Letters From Bangkok: To Paris From Abroad
10 October 2018
It’s week three in Bangkok. I still have a hard time imagining I’m in Thailand. Even though I’ve always wanted to come to this side of the world, it all happened so quickly that my mind is still in Europe.
I’m fairly alone most of the time here which I expected. I assume the longer I’m living like this, the better I’ll get at finding the expatriate communities. I think that’s something to look forward to with this lifestyle.
I’ve got a friend from Kansas City studying here who has introduced me to plenty of people. I enjoy hanging out with them, but I try to picture myself in her shoes. I showed up almost unannounced and she’s done a wonderful job of including me.
However, I certainly wouldn’t want a friend from home moving to Malta while I was there. While in Malta, I tended to romanticize being so removed from my life in the States. So, I try not to invite myself to be a part of their fun too often, if I can help it. I don’t want to crash her semester abroad.
I don’t mind the loneliness, actually. I wouldn’t even call it loneliness. I’m alone, but not lonely. Since it’s rainy season in Thailand and it rains almost every day in Bangkok, I have plenty of time to spend in my room. It has been a while since I’ve been able to spend leisure time without feeling pressured. That’s given me more time to do things I want to do like write letters.
I think the cost of living here aids in pressure-relief, too. I know that my standard of living is lower than most peoples’, but I think you would like it here.
Today, I went to the Post to mail a letter home, bought five liters of water for the week, and stopped at my favorite food stand for lunch. You’d never guess that for all of that, I only spent 70 Thai Baht which is equivalent to exactly €1,88. And my stomach is full. That puts the €0,70 pizza in Malta to shame.
The lady that works at the food stand is so sweet. Since it’s across the street from the Post, I eat at her stand a few times a week. Her face and eyes get really wide and she throws her hands in the air when she sees me. It makes me happy and she always has a big smile on her face. Thailand has a nickname that fits it well; “The Land of Smiles.”

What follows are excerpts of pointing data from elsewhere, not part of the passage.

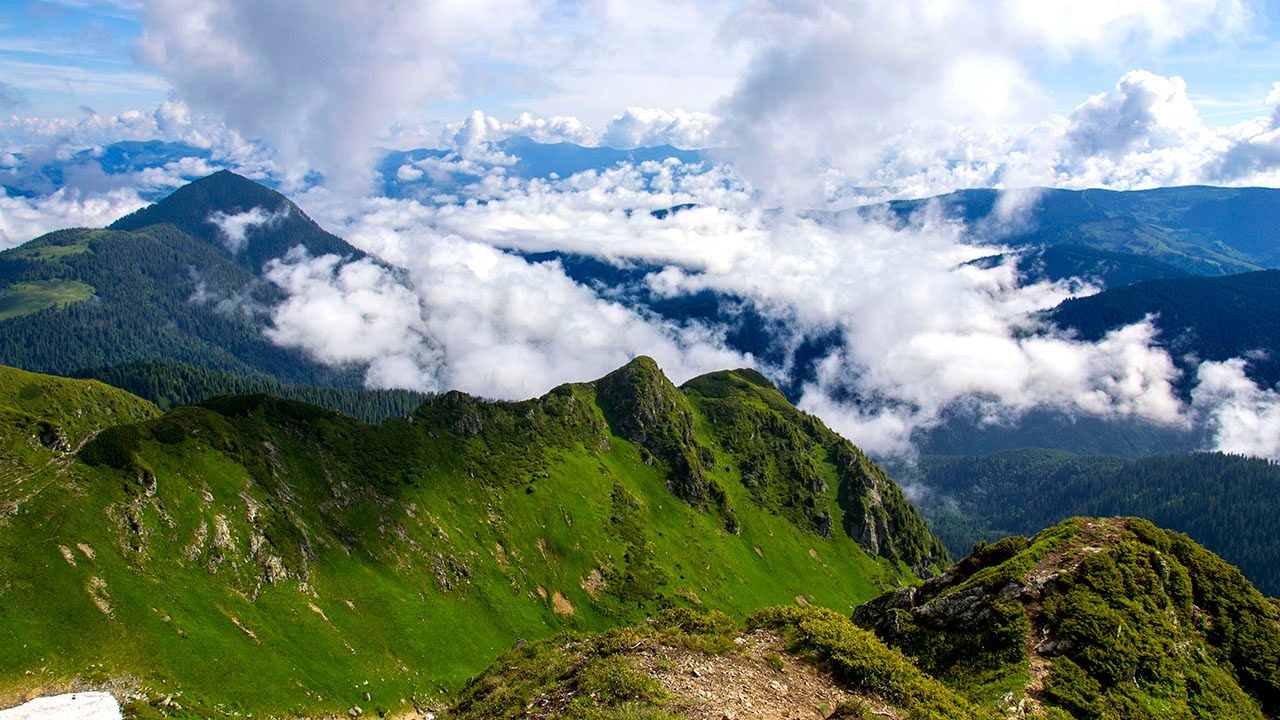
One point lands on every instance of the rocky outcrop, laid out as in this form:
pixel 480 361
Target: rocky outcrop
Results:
pixel 644 408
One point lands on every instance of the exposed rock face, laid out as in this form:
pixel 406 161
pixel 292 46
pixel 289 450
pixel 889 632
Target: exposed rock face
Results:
pixel 54 438
pixel 643 406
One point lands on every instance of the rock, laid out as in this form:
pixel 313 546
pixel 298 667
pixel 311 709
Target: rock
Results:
pixel 54 438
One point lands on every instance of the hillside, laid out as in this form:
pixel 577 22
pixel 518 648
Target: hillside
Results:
pixel 1228 504
pixel 1198 318
pixel 164 283
pixel 1092 619
pixel 169 384
pixel 1203 231
pixel 265 556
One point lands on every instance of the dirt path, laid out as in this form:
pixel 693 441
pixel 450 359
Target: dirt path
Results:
pixel 758 683
pixel 1093 537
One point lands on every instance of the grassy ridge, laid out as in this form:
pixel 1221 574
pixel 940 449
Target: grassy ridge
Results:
pixel 265 556
pixel 24 299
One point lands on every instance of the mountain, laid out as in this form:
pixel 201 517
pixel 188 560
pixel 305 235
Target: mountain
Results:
pixel 430 172
pixel 1198 319
pixel 1225 502
pixel 1109 618
pixel 1054 263
pixel 1091 619
pixel 264 556
pixel 280 226
pixel 1203 231
pixel 169 384
pixel 164 283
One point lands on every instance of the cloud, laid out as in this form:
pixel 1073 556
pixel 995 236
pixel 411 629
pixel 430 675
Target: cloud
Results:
pixel 234 228
pixel 1244 418
pixel 1146 110
pixel 321 83
pixel 647 127
pixel 347 313
pixel 26 218
pixel 479 130
pixel 833 86
pixel 915 327
pixel 10 98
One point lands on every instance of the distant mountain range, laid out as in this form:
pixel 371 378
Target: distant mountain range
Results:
pixel 254 554
pixel 164 283
pixel 1203 231
pixel 225 546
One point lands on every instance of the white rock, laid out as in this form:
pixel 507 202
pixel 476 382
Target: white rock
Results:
pixel 73 706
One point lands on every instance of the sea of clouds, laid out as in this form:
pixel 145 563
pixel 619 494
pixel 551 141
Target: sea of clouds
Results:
pixel 833 104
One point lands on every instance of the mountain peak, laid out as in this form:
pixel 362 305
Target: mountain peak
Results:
pixel 1093 615
pixel 643 406
pixel 248 220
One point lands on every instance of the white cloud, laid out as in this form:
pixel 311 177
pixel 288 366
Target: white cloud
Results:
pixel 234 228
pixel 26 218
pixel 645 127
pixel 353 313
pixel 1244 418
pixel 321 83
pixel 1146 112
pixel 835 87
pixel 918 328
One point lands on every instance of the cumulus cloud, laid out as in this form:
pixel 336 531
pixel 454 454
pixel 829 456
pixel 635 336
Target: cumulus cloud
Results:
pixel 321 83
pixel 1244 418
pixel 346 313
pixel 643 127
pixel 800 113
pixel 26 218
pixel 479 130
pixel 234 228
pixel 915 327
pixel 1146 110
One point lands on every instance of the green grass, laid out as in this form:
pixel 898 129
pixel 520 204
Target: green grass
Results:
pixel 27 297
pixel 51 251
pixel 429 545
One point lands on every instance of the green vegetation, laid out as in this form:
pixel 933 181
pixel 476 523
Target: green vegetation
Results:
pixel 1207 318
pixel 864 662
pixel 599 677
pixel 1229 504
pixel 24 299
pixel 264 556
pixel 164 287
pixel 1115 618
pixel 1206 231
pixel 170 384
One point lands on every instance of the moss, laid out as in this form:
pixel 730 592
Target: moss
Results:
pixel 863 661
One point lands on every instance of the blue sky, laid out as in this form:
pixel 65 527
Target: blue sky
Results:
pixel 62 57
pixel 812 104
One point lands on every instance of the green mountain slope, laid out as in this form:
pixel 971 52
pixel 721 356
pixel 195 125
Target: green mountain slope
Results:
pixel 1097 619
pixel 1205 231
pixel 1203 318
pixel 782 662
pixel 161 285
pixel 192 206
pixel 1091 619
pixel 170 384
pixel 265 556
pixel 1229 504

She doesn’t know any English and I don’t know Thai (duh) so we don’t communicate very efficiently. A lot of times, I just stand and become hypnotized by the technique she uses to cook my food. Without me noticing, a car or scooter will creep up the narrow road and wait to slip by me. She’ll holler at me to move out of the way and I’ll snap out of my daze and apologize for the hold-up.

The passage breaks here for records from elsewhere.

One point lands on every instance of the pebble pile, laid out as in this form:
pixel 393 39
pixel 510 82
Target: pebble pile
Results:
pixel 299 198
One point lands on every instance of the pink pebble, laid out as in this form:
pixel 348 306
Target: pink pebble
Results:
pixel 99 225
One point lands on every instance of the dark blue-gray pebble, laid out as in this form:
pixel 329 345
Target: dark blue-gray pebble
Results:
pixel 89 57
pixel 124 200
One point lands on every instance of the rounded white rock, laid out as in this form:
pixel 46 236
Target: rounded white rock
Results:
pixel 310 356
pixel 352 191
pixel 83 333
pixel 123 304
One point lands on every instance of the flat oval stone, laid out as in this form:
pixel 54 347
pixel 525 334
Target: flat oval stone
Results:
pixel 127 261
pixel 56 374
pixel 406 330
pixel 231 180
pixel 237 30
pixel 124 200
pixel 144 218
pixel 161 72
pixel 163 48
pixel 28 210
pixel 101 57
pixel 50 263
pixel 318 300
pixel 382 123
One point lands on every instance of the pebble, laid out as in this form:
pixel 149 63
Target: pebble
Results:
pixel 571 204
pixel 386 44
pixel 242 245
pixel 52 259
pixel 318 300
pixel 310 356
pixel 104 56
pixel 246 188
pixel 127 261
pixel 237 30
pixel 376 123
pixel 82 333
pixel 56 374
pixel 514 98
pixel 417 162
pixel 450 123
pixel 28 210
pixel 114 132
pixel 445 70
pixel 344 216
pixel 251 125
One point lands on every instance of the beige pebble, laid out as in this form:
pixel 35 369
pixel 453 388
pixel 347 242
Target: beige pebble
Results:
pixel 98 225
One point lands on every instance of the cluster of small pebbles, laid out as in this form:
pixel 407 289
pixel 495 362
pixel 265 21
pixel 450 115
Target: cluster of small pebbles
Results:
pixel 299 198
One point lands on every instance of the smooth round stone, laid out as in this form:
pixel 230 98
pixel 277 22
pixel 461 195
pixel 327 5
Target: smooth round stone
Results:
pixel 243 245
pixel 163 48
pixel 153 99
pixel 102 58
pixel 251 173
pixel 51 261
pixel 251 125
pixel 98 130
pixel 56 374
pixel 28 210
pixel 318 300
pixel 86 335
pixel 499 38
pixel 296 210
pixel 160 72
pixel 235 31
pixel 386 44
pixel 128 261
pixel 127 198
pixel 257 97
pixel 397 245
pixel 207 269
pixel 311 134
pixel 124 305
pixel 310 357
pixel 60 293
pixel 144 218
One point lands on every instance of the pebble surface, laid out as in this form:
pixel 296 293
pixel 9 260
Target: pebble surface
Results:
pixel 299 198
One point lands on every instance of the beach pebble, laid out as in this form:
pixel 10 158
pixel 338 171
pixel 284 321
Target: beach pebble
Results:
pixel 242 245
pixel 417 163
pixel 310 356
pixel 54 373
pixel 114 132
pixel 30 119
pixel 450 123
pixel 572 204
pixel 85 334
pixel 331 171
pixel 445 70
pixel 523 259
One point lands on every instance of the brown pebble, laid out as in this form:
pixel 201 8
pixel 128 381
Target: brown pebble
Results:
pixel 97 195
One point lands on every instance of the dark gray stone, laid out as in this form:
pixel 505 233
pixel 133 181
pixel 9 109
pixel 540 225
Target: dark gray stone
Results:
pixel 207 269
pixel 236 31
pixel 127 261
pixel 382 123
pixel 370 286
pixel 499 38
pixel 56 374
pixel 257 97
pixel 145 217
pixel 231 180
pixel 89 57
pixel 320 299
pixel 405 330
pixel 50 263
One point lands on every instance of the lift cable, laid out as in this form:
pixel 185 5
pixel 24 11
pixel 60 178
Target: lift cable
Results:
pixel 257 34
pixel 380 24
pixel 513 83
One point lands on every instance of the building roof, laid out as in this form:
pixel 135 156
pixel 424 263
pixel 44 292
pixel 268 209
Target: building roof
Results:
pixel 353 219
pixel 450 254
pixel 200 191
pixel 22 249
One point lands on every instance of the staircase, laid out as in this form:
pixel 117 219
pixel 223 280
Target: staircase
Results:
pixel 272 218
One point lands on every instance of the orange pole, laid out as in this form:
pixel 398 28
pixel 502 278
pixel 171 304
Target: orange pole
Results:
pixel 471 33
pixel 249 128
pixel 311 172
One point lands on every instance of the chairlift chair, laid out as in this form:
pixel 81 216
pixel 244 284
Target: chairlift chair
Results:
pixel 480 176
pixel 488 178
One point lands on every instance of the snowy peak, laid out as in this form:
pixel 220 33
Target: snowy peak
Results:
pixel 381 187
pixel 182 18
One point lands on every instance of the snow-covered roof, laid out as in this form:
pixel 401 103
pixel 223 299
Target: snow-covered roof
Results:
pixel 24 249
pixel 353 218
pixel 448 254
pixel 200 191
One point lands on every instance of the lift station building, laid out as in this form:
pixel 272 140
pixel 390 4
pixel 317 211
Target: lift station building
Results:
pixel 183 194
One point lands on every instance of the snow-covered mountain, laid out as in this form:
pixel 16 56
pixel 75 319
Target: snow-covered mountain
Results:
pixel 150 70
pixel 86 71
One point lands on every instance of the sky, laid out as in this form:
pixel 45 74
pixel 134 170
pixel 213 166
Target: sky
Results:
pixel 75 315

Today, while waiting for my meal to cook (it was so spicy, my eyes started to water just from the steam that rose from the pan), I asked the lady what the meal was called. She usually starts preparing the meal before I even ask. Today, she made me point to it and try to order in Thai.
She helped me step-by-step with the right sounds to make. The Thai language is so much different than any other language I’ve heard in my travels. I’m not even sure how the words were separated.
She wrote the name of the dish, but that didn’t help my pronunciation. (Though, the Thai alphabet is pretty nice-looking when it’s written down. I’m fairly tempted to get a tattoo in Thai – tell me that would be the stupidest idea).
After I finally ordered my meal correctly, she started moving around the room, picking up random objects and making me repeat after her. She probably picked up around thirty objects as if I was going to remember all of them. So, in case you need to know the Thai word for a wooden stick used to crush peppers, I can let you know (kidding, I don’t remember already).
On my way back to my accommodation, I saw this shirt out of the corner of my eye. I had to get it.
Upon first glance, you may see three young men with long, grungy-looking hair and assume it’s the band Nirvana. But, in fact, if you take a closer look, you won’t see Kurt Cobain. You won’t see any of the members of Nirvana because this actually isn’t a picture of Nirvana.
It probably started as an honest mistake, but when the shirt became more popular because of it, I’m sure they started to reprint it and make money off of it. I bet I’m not the only one with a shirt like this, but I can certainly hope I am because I love it.
So far, I think the shirt sums up my time in Bangkok perfectly. Every day, it’s just not quite what you’d expect and that’s the reason I’ve enjoyed it so far.
I still have plenty of things to look forward to here like sitting down for a chat with a monk, a Muay Thai boxing lesson with a local I met, a visit from a few friends traveling through Southeast Asia, and of course, a world-renown Thai massage.
My room is built on top of a Thai massage parlor. Every time I exit my building, one of the girls (or “girls”) asks me, “Massage? Thai Massage?” (imagine an accent). I tell them no and then they say, “Happy ending, Mister. Happy ending!” at which point I usually laugh because I’m too childish. I think I’ll hold off on the happy ending.
By now you’ve been living in Paris for about two months. I can’t believe it. Did you know Bangkok is the most visited city in the world? Every year, about 22-million people visit Bangkok. Paris is not far behind on that list. You have to deal with 18-million tourists per year which is the third-most visited city behind London (20.5m). . . Damn tourists.
That means we live in two of the biggest cities in the world. We’ve come a long way since Msida.